A 23-year old man who was shot in the neck and chest remains in hospital in critical condition, police said.
Another victim, a 13-year-old boy who was visiting Toronto with his family, is also in hospital after being shot in the head. Borg said he is responding well to treatment and is in critical but stable condition.
Police said seven people in total were shot or grazed. The remaining victims have been discharged from or left the hospital.
A 28-year old pregnant woman who was knocked down in the melee that followed the shooting is still in hospital, but is doing well, police said.
The crime happened on Saturday evening in a food court at the Eaton Centre, one of the city’s top tourist destinations. Witnesses said they heard more than half a dozen shots, which triggered a rush to flee the building.
The mall, which remained closed on Sunday, was evacuated and quickly surrounded by dozens of police cars, emergency vehicles and forensic vans.
Toronto Mayor Rob Ford said he believed police would make an arrest soon and urged residents to carry on as usual.
“This is a safe city and I want people to continue doing what they do every day, go out with their families, go shopping, have fun,” he said.

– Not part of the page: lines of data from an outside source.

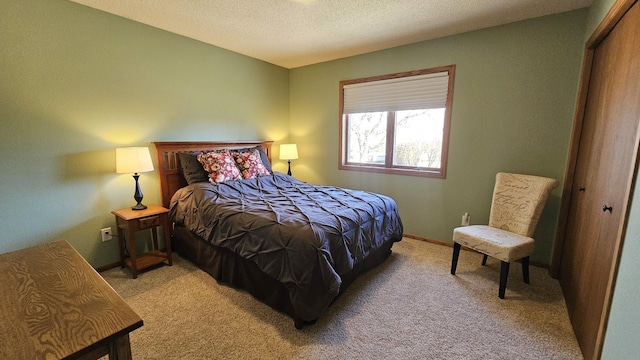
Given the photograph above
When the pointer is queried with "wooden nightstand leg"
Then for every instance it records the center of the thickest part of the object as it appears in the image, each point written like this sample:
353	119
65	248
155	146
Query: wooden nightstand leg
121	241
132	253
154	233
166	231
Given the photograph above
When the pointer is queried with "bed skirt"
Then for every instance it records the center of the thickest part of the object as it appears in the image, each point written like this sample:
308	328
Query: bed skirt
231	269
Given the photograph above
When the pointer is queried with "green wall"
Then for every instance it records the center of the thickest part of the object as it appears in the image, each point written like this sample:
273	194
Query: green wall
75	83
513	103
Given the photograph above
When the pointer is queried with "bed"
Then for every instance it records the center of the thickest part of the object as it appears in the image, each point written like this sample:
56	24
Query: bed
292	245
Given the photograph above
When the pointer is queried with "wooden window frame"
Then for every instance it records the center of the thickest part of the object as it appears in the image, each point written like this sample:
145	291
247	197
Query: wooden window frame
388	167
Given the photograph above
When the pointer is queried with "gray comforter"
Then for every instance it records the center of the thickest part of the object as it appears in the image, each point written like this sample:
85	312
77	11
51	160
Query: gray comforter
290	228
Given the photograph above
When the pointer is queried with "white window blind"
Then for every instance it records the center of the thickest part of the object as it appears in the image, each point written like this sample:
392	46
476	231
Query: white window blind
427	91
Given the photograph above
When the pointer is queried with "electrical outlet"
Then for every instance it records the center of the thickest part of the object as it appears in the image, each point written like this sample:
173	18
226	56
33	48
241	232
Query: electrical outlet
106	234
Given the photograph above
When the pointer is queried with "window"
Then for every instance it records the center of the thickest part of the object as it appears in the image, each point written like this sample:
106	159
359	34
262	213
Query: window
397	123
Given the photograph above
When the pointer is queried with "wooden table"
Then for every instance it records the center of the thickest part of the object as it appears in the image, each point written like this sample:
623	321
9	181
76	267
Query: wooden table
54	305
130	222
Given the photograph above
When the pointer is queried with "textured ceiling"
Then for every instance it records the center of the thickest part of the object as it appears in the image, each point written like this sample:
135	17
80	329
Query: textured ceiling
293	33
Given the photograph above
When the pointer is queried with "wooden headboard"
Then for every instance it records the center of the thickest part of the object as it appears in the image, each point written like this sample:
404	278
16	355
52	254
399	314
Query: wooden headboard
171	178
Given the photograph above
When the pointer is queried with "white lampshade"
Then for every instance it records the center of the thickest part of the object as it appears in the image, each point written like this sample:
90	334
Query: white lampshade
133	160
288	151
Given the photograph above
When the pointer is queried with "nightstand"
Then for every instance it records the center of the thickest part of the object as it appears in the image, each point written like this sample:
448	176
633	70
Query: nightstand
132	221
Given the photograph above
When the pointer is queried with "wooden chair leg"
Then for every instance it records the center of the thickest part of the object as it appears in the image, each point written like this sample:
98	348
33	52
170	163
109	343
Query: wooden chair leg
454	260
504	272
525	269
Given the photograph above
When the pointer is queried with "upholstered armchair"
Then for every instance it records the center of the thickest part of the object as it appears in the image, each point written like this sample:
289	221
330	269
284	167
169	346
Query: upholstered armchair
516	206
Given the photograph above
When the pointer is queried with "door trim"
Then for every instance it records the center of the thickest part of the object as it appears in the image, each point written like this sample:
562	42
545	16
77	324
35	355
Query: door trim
617	12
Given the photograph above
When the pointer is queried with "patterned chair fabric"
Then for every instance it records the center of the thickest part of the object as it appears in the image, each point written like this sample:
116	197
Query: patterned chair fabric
518	201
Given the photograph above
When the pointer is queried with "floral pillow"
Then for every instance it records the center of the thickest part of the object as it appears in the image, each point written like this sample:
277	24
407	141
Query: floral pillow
220	166
250	164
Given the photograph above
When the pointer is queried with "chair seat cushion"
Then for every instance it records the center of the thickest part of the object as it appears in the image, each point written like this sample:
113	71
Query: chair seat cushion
497	243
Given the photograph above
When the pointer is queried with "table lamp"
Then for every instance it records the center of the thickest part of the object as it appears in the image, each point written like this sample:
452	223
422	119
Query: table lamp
288	152
134	160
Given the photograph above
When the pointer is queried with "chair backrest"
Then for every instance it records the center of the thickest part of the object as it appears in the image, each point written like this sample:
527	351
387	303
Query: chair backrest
518	201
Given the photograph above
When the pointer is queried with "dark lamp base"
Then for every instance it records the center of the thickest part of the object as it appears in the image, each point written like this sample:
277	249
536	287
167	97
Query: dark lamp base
139	207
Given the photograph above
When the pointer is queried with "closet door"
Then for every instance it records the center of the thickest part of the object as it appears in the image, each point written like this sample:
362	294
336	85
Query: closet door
604	173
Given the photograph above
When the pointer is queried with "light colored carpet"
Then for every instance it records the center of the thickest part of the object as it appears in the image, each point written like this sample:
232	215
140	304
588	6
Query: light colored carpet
409	307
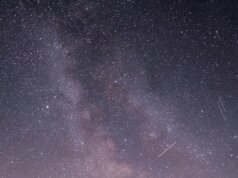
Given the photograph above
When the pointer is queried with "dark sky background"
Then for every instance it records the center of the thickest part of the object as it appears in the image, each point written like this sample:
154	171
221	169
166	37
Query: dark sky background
118	89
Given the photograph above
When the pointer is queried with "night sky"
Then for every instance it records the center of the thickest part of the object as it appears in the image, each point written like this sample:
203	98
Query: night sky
118	89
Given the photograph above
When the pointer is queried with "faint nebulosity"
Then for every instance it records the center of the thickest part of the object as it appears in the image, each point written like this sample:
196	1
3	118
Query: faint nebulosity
118	89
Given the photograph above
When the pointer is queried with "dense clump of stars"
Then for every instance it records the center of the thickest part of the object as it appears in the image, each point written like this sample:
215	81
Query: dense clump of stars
118	89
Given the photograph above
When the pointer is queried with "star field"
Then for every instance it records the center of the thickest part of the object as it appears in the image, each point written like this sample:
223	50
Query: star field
118	89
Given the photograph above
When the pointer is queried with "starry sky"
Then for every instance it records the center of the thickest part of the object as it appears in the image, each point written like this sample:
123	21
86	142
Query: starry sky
118	89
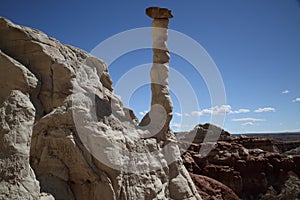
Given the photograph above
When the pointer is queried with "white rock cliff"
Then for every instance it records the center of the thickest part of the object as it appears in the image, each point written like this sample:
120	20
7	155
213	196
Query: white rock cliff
64	132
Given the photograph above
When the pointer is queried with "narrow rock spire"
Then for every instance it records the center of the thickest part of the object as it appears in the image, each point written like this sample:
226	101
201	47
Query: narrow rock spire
160	115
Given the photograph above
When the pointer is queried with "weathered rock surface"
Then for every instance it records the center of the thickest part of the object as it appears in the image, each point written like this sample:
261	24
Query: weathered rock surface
160	114
58	100
251	167
209	189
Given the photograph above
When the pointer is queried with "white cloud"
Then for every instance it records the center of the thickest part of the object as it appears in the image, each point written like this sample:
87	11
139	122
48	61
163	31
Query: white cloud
268	109
285	91
248	119
143	113
217	110
296	100
248	124
240	111
177	114
196	113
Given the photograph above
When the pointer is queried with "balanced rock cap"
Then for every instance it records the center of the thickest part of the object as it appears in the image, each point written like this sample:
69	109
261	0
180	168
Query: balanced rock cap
159	13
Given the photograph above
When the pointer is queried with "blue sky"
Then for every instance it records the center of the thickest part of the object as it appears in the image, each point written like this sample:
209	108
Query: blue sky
254	44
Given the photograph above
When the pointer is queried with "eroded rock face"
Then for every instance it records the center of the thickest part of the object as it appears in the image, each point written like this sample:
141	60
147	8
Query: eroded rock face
160	114
17	180
251	167
83	143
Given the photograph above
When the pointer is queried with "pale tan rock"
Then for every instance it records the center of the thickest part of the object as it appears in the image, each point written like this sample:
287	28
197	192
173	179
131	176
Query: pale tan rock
84	144
17	180
160	114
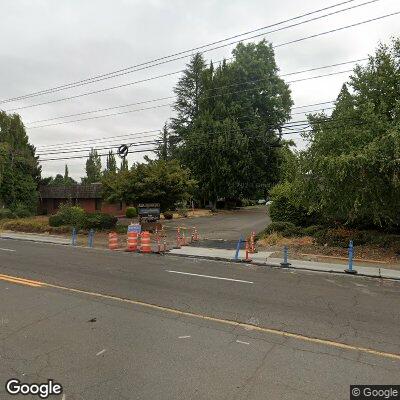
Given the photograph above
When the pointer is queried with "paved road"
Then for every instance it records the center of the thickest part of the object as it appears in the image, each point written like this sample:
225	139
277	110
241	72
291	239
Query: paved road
160	334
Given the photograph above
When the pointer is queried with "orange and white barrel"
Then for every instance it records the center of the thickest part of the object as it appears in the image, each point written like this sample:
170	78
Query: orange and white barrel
113	241
145	242
132	241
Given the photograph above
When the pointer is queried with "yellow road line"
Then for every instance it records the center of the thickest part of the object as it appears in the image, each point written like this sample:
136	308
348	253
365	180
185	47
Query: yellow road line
278	332
20	281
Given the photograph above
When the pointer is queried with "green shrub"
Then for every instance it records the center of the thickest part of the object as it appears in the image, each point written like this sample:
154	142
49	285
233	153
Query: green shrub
183	212
131	212
56	220
99	221
21	211
313	229
5	213
168	215
278	226
72	215
285	206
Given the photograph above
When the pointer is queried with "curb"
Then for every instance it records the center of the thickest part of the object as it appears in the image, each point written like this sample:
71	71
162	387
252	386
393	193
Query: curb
277	266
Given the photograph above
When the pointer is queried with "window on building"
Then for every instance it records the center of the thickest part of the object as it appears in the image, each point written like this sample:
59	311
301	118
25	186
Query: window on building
97	205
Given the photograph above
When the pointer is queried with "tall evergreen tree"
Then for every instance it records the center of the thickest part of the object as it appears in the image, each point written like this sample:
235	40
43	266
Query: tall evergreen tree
124	165
111	163
19	167
165	148
188	91
350	173
246	97
93	168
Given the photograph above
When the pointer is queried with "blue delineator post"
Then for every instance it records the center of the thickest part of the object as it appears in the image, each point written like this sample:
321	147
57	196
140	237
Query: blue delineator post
285	263
351	270
90	239
240	241
73	237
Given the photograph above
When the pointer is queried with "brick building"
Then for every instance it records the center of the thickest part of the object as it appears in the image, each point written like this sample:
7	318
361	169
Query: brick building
89	197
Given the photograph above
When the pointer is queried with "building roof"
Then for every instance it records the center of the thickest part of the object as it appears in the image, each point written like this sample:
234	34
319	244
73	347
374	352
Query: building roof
80	191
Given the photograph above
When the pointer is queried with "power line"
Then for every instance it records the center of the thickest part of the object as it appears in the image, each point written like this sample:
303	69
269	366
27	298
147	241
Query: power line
118	72
100	155
134	144
106	147
170	104
173	97
276	46
118	137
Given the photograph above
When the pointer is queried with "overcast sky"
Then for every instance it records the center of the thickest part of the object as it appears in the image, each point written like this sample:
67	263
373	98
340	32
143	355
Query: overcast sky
46	43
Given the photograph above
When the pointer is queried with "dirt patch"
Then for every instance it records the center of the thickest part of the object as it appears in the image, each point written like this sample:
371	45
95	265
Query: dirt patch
305	248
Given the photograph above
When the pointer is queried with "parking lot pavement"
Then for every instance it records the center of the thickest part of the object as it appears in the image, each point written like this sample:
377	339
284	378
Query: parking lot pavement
100	348
225	225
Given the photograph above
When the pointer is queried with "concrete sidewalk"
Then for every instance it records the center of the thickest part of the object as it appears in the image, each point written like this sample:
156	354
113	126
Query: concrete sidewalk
263	258
35	237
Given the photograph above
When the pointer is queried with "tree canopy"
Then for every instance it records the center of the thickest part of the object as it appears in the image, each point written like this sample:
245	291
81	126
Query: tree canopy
350	172
93	168
228	122
159	181
19	167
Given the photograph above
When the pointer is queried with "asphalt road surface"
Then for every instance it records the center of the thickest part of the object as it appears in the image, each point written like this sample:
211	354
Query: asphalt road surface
127	326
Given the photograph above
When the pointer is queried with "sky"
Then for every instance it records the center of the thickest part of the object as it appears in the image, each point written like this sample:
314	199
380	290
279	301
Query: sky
47	43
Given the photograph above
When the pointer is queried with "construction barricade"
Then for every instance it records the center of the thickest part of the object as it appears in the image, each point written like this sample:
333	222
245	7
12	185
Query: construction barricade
113	241
145	242
132	241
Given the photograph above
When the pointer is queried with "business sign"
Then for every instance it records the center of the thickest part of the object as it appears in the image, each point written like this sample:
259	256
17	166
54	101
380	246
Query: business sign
134	228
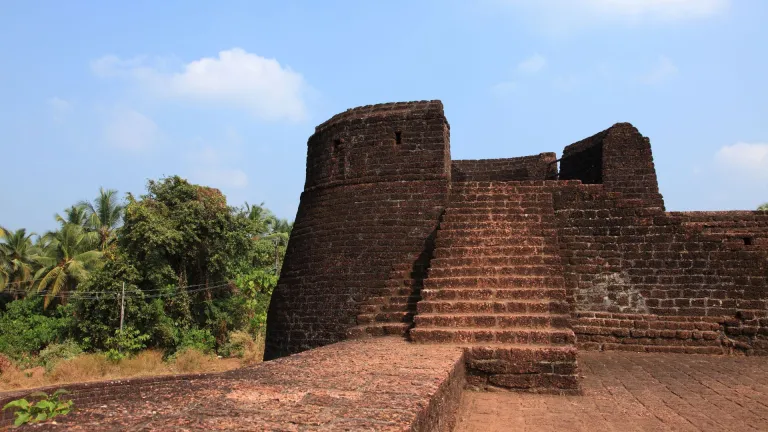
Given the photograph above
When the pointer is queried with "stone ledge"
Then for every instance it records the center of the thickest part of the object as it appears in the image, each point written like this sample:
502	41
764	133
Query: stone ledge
373	384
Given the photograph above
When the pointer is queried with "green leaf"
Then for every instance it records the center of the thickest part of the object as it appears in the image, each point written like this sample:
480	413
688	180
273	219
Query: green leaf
60	392
45	405
18	403
21	418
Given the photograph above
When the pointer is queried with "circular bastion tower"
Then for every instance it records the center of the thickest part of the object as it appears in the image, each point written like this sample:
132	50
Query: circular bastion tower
376	185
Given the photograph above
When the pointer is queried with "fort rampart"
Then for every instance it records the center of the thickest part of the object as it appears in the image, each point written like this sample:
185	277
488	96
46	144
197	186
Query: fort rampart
637	277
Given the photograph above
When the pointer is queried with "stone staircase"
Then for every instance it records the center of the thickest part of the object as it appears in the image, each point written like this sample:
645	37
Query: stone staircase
391	309
495	286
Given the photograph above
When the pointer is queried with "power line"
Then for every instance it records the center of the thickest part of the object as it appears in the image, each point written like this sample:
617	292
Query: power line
96	295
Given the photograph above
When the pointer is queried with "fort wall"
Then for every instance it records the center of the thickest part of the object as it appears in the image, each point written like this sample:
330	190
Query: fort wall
539	167
377	180
636	277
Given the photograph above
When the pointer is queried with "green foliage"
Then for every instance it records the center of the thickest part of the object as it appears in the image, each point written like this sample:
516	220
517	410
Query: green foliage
255	291
236	346
69	256
198	339
103	216
17	260
125	343
56	352
194	270
26	329
46	408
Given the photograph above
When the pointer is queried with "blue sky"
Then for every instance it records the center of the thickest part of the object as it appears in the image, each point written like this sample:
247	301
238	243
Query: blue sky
107	93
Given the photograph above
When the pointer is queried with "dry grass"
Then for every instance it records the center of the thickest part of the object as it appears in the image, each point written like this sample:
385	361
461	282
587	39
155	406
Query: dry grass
96	367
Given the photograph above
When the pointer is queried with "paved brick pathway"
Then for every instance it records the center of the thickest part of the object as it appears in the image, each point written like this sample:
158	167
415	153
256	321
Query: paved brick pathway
383	384
636	392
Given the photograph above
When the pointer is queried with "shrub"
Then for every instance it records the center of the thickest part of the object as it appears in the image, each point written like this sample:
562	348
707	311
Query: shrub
198	339
56	352
190	360
5	363
242	345
25	329
85	367
125	343
46	408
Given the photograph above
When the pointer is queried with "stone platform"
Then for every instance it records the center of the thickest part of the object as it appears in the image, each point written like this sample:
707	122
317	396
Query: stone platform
382	384
636	392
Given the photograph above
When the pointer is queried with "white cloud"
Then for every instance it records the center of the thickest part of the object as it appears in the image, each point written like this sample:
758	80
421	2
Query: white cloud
215	165
663	70
220	178
532	64
59	108
664	9
744	159
235	78
504	88
566	83
130	130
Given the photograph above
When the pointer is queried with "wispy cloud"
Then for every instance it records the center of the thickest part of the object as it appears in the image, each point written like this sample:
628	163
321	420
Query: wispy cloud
532	64
744	159
663	70
504	88
235	78
127	129
59	107
216	163
562	15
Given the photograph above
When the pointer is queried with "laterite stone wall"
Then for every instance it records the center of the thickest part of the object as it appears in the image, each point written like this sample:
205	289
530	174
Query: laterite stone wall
377	180
540	167
636	277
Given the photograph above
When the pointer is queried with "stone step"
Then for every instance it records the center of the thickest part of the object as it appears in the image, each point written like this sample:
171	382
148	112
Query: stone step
378	329
535	231
520	270
505	320
385	317
493	294
456	220
496	261
521	227
494	282
507	251
495	242
506	207
459	335
493	306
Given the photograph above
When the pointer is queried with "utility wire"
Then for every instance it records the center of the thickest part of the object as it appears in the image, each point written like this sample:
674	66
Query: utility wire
108	294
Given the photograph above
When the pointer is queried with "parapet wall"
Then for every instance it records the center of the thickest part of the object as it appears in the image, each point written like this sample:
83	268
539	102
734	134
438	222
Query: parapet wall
539	167
646	280
619	158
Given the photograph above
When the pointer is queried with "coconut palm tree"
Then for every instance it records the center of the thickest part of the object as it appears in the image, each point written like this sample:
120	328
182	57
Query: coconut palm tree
69	255
104	215
75	215
17	259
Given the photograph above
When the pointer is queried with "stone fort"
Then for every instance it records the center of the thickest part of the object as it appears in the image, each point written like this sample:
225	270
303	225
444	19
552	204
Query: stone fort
485	274
521	261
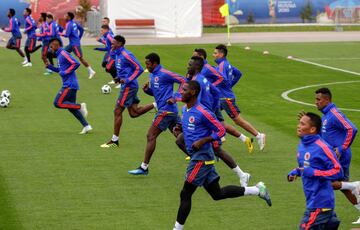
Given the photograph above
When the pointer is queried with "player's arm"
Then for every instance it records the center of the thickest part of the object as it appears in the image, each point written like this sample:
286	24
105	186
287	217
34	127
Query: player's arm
331	163
236	76
136	67
346	125
72	63
211	122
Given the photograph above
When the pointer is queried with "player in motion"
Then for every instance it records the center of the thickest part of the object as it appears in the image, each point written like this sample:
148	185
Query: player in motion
200	128
128	70
66	98
317	166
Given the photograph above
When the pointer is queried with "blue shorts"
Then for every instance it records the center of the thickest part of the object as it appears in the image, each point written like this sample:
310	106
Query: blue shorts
30	43
15	42
127	97
165	119
345	160
199	173
318	219
76	49
230	107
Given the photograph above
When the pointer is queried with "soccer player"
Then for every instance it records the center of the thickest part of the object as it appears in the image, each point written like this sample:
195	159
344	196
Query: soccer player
108	63
15	40
218	81
30	44
209	98
227	99
74	32
161	86
317	165
200	128
339	132
66	98
128	70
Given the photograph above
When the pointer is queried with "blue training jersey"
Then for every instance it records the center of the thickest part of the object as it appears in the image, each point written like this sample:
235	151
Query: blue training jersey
162	88
321	166
74	32
67	66
199	122
127	66
231	74
14	27
30	26
337	129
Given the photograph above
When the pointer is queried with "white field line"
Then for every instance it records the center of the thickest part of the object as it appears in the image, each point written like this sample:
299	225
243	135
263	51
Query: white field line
326	66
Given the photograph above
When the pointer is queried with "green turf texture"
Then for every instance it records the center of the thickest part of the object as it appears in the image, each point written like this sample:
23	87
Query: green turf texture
53	178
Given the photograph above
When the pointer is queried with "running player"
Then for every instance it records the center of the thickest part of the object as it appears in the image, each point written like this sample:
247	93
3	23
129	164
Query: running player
200	128
218	81
14	28
227	100
74	32
317	165
30	44
161	86
339	132
128	70
66	98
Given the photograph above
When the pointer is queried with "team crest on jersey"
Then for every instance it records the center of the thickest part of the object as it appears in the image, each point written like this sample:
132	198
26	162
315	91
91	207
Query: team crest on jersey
191	119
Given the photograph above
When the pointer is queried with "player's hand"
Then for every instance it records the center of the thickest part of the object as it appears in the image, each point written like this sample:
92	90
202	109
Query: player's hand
337	152
177	130
197	144
171	101
301	114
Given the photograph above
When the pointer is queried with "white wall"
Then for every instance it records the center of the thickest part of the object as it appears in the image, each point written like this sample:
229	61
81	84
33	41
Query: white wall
173	18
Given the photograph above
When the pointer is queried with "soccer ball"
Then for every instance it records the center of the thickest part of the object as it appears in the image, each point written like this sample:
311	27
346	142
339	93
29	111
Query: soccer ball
5	93
106	89
4	102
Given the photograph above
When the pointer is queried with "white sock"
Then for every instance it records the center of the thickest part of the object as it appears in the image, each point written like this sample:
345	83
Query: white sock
251	191
258	136
348	186
178	226
90	69
238	171
242	137
144	166
115	138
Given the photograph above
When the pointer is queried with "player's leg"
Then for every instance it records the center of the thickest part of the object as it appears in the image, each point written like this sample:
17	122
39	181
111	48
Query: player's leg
230	162
185	204
78	52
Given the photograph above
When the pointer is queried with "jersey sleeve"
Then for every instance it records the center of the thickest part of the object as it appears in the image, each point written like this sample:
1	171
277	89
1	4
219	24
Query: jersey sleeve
347	126
210	121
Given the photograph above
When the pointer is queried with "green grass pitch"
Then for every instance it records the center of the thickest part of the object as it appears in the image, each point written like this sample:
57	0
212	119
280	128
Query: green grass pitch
53	178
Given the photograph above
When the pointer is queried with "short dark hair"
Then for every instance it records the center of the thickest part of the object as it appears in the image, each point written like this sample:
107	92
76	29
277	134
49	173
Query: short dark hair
55	39
105	27
12	11
201	51
71	15
120	38
222	48
199	60
28	10
43	15
153	58
194	85
325	91
315	121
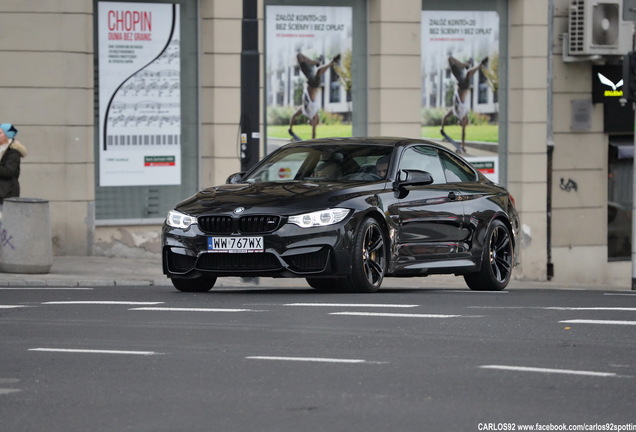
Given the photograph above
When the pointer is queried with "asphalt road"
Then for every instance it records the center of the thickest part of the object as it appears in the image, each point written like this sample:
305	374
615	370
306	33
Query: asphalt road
286	359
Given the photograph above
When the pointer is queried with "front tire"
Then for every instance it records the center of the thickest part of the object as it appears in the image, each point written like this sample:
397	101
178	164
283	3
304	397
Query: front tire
497	263
369	258
200	284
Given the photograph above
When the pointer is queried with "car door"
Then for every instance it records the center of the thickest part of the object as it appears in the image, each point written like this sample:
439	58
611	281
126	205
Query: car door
430	216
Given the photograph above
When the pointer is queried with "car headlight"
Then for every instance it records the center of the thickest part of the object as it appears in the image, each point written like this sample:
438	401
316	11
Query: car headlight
177	219
319	218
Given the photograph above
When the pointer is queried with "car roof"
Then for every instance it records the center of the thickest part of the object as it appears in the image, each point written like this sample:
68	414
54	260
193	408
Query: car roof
373	141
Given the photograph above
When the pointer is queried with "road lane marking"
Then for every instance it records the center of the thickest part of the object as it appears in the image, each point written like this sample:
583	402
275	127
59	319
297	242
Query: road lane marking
607	322
168	309
561	308
44	289
620	309
108	302
309	359
351	305
396	315
95	351
549	371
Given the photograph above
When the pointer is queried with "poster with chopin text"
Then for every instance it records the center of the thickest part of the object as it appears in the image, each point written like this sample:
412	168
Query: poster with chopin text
139	94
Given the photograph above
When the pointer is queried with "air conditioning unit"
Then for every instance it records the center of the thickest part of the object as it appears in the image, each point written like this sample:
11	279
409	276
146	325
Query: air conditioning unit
596	28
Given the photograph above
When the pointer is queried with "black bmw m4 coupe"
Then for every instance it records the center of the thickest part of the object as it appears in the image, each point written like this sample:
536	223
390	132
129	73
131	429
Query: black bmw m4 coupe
345	213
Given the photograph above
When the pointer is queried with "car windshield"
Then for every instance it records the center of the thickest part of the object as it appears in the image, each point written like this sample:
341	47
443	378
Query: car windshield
323	163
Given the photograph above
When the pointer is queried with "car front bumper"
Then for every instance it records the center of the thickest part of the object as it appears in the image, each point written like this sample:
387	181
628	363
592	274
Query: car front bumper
290	251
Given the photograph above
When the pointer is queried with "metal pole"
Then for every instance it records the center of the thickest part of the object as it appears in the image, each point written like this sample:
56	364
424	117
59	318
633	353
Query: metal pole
634	207
250	101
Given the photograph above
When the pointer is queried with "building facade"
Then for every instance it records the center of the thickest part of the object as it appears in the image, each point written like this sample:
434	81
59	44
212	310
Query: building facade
78	87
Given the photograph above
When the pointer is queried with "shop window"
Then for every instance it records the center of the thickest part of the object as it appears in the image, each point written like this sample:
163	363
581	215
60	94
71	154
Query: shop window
619	205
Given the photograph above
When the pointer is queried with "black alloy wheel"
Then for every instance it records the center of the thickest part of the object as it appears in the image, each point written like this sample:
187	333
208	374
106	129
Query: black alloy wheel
496	268
369	252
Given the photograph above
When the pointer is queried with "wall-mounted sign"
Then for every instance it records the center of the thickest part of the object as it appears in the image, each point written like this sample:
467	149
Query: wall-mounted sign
139	94
607	83
487	165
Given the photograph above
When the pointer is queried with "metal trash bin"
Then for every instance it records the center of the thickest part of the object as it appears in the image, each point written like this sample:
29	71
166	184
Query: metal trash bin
25	236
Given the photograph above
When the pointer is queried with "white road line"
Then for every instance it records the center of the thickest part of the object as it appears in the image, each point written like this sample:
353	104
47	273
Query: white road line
549	371
396	315
603	308
593	308
609	322
351	305
95	351
108	302
45	289
167	309
307	359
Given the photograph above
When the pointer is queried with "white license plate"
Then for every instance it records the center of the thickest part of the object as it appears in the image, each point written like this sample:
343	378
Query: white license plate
236	244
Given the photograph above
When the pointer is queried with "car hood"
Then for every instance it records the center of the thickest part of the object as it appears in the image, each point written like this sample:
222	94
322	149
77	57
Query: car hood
272	197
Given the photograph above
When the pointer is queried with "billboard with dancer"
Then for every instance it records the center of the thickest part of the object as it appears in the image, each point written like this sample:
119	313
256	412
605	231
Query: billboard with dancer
460	71
308	72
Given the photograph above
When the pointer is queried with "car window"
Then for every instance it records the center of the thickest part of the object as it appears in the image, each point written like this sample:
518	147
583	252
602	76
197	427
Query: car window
322	163
423	158
456	170
284	169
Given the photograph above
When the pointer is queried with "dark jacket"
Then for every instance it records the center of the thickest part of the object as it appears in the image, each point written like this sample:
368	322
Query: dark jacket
10	170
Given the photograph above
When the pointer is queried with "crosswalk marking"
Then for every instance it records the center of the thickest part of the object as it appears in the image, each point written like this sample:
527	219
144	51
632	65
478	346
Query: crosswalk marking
370	305
168	309
308	359
396	315
107	302
608	322
549	371
94	351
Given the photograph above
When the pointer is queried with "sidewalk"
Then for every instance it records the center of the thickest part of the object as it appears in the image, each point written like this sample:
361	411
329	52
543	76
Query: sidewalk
94	271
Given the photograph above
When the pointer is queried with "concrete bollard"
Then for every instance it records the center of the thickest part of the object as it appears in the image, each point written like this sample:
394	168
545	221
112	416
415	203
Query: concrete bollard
25	236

The incident revived memories of another shooting that happened just north of the Eaton Centre on December 26, 2005, Canada’s Boxing Day holiday, in which a 15-year-old girl was killed and several other people were wounded. That shooting was believed to be gang-related.
Canada has stringent controls on handguns and a lower rate of gun-related violence than the United States. But mass shootings are not unknown.
In 1989, a lone gunman targeting women killed 14 people at a Montreal university in what became known as the Montreal massacre.